Il grinça des dents et adressa une mince prière qui ne fut entendu que par le démon qui l’accompagnait. Prière exaucée.

Une silhouette se matérialisa devant le père de famille qui avait tiré son dernier coup de balle de défense. Ce qu’il discerna le fit hésiter plusieurs seconde. L’apparition, d’un mètre vingt, peut être vingt-cinq lui sembla être une jeune fille. Cheveux longs et blonds retenu par un bandeau rouge et une robe bleue toute simple. Mais quelque chose le gênait, il manquait un élément pour comprendre l’intégralité du tableau. Il vit que la porte d’entrée était ouverte puis il comprit, avec beaucoup trop de seconde de retard. Il voyait la porte de la maison à travers la fillette.

C’est alors que Robert lui planta la lame dans le flanc droit, à l’opposé de sa propre douleur qu’il ne sentait plus. Le sang jaillit et l’homme poussa un hurlement vite étranglé par la poigne à la force démultipliée de Robert qui lui écrasa la gorge des deux mains. L’homme se débattit mais il n’y avait rien à faire. Au lieu de fixer le regard absent de son agresseur, il regarda au plus profond des yeux noire d’encre de la créature translucide. Il se rendit compte en suffoquant qu’une autre chose était étrange. Il voyait les couleurs des vêtements de celle-ci. Mais elles étaient aussi toutes noires. Aussi noires que les yeux où dansait une flamme elle aussi obscure. Tu es un démon. Ce fut sa dernière pensée avant de sombrer dans l’inconscience. Il était malin celui là Papa. On va bien s’amuser à l’étage.

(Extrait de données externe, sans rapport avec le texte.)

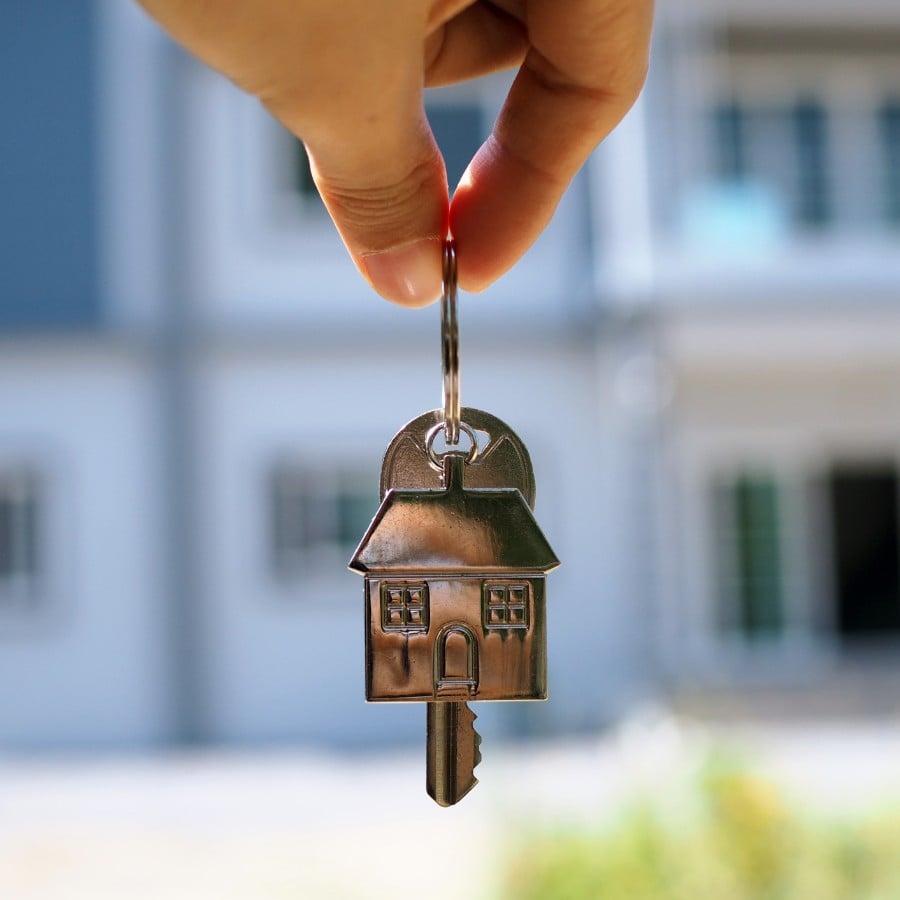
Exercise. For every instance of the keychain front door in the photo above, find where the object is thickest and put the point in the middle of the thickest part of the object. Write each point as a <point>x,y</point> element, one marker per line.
<point>455,567</point>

Non ! Marie, non ! Plus de violence. Je t’en prie. Robert tremblait et sanglotait de toutes ses forces, il refusait l’horreur qui avait envahi sa vie depuis ce fameux rêve. C’était impossible. Allé Papa, j’ai faim, s’il te plaît.

Non ! Ça suffit ! Pars ! Laisse moi ! Je n’en peux plus. Laisse moi pleurer ! Il se leva et partit en courant par la porte d’entrée après l’avoir déverrouillée. Il courut longtemps, du moins cela lui parut long. Il quitta le quartier, il lui sembla à nouveau quitter son corps quand il rencontra à l’angle d’une rue une patrouille de police.

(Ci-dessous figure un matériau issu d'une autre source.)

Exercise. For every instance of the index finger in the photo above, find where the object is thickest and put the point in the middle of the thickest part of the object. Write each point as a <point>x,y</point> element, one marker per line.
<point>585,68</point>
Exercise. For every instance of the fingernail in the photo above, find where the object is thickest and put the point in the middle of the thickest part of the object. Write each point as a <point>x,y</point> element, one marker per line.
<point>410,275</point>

Il hurla des mots incohérents aux oreilles des flics.

– Ma fille ! S’il vous plaît, elle était partie, elle est revenue. Mais elle n’a jamais été là. Aidez-moi ! Je n’en peux plus, je veux pleurer mais cette chose ne veut pas. C’est insoutenable.

Il tomba a genoux devant les policiers médusés. L’un des trois s’approcha et en sentant l’haleine alcoolisé de Robert, il lui parla en séparant bien les syllabes

– Vous avez bu Monsieur… Mais, vous êtes blessé ? Demanda-t-il en voyant la main ensanglantée.

-… Ma fille, elle me pousse à faire des choses !

– D’accord, vous allez venir avec nous on vous amène à l’hôpital.

Il ne furent pas trop de trois pour charger Robert à l’arrière de leur voiture de patrouille car celui-ci fut pris brusquement d’une rage folle et frappa le policier qui lui avait parlé au visage avant d’être maîtrisé par le reste de l’équipage. Puis une fois à l’arrière du véhicule, il sombra de nouveau dans l’inconscience.

***

Robert reprit conscience sur un lit d’hôpital. Il se sentait curieusement apaisé. Il ouvrit les yeux et voulut regarder l’heure sur son portable. Ses mains étaient attachées par des sangles aux montants du lit. Dans une torpeur chimique, il commença à se débattre. Il sentait l’odeur du sang. Le sien ? Celui de Anne ? De Marie… Non pourvu que ce ne soit pas celui de sa petite fille. Il poussa un gémissement étouffé et tourna la tête dans toutes les directions. Un infirmier l’air affable mais aux traits tirés par la fatigue fit son apparition.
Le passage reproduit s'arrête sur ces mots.